Pourquoi nous remplaçons l’air chaud par les rayons infrarouges dans les salles propres
Lorsque l’on travaille dans le domaine du traitement des semi-conducteurs, tout se résume à une seule chose : le temps.
Si vous continuez à utiliser de l’air chaud pour le séchage ou la dégazéification des pièces, vous avez certainement déjà ressenti cette frustration lorsque le four ne parvient pas à suivre le rythme des opérations. C’est pourquoi beaucoup d’entre nous optent pour le chauffage par rayons infrarouges.
Voici la différence réelle entre ces deux méthodes.
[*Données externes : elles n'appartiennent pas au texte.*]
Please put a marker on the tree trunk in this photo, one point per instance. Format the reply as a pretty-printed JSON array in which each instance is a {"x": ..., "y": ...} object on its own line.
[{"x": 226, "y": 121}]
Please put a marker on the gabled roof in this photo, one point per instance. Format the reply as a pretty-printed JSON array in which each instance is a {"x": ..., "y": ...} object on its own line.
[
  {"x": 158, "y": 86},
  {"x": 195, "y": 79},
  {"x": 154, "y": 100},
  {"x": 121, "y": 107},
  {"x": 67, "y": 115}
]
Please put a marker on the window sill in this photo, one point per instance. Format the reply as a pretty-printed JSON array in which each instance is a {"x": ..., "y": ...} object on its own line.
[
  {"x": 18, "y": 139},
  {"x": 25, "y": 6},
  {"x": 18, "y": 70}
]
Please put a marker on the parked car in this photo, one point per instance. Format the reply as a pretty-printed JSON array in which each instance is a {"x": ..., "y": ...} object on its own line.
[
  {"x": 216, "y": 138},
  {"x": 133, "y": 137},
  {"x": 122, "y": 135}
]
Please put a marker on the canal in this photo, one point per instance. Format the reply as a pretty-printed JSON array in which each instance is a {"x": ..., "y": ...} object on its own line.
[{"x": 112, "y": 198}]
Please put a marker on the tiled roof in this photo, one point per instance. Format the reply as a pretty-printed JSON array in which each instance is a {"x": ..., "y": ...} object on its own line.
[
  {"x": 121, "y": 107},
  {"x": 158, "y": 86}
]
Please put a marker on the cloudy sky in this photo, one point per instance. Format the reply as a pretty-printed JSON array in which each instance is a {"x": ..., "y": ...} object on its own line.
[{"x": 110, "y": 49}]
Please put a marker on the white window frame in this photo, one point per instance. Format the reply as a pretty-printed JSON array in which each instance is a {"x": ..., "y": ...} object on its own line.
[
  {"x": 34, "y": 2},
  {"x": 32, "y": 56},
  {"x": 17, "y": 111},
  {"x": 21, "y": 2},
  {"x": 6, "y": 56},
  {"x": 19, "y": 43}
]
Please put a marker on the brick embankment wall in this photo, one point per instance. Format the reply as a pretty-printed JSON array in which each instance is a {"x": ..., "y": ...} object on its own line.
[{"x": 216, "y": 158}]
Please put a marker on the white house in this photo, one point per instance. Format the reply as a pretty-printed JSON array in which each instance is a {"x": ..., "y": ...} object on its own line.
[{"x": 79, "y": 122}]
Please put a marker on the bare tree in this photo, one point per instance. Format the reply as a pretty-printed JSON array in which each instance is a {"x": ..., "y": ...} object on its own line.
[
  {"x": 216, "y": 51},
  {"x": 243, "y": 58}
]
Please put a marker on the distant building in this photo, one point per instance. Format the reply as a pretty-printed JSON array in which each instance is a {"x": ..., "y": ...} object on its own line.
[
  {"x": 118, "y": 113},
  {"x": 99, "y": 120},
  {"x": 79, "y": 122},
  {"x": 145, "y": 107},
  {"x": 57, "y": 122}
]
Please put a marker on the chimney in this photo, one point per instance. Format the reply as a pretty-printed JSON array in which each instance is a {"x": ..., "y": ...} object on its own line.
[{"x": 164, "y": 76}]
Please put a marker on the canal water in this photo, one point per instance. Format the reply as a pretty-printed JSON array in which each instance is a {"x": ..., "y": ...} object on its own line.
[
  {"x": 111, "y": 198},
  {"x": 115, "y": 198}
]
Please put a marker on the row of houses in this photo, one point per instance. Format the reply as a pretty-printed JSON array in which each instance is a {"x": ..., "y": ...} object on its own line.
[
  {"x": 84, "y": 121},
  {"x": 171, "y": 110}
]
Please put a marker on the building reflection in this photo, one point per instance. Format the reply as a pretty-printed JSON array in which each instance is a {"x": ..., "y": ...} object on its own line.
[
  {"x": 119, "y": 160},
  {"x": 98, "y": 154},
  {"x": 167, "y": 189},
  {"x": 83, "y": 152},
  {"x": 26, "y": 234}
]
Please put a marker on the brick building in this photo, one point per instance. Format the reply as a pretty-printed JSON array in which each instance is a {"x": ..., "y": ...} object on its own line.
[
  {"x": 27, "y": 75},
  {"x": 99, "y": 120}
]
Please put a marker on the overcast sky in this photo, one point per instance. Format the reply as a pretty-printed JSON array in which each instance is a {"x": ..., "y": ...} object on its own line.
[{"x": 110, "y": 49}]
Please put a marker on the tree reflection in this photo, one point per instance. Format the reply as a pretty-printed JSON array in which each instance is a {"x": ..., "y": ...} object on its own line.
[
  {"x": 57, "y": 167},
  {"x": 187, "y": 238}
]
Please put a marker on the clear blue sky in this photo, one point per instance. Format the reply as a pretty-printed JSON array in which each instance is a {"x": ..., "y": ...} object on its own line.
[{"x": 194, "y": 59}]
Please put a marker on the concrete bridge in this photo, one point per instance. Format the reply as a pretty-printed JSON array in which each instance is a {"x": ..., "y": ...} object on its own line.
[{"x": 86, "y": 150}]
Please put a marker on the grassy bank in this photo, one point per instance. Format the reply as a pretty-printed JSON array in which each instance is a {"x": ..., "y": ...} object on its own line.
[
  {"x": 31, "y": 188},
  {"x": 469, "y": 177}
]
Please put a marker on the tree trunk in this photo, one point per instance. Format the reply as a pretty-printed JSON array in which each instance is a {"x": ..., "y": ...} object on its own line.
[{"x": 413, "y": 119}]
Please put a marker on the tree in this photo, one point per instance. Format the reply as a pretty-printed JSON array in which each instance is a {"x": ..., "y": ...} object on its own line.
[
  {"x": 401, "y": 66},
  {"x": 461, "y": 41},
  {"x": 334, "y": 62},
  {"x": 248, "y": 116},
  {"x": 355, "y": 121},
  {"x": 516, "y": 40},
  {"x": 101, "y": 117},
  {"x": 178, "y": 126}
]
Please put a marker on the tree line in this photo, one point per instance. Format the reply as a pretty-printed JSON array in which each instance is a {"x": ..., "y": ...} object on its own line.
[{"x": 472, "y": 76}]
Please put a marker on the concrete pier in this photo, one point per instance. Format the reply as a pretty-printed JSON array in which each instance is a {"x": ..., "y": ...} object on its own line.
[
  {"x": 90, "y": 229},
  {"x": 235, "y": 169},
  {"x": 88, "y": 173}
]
Les fours traditionnels fonctionnent en chauffant l’air, dans l’espoir que cet air chauffera ensuite la pièce à traiter. C’est un processus lent. Il y a également ce phénomène désagréable de « retard thermique » : la chaleur doit d’abord traverser une couche d’air avant d’atteindre réellement la pièce à traiter. C’est comme essayer de réchauffer une pièce avec un radiateur – on attend éternellement que l’air se réchauffe.
Les rayons infrarouges, eux, ne s’intéressent pas à l’air. Ils envoient directement des radiations électromagnétiques vers la cible. Dans une salle propre, c’est un avantage énorme : on n’a plus besoin d’utiliser de courants d’air chaud sur des wafers fragiles, ce qui réduit considérablement le risque de contamination. De plus, il n’est pas nécessaire d’attendre que la cavité du four se « stabilise ». Il suffit de l’allumer et d’y aller.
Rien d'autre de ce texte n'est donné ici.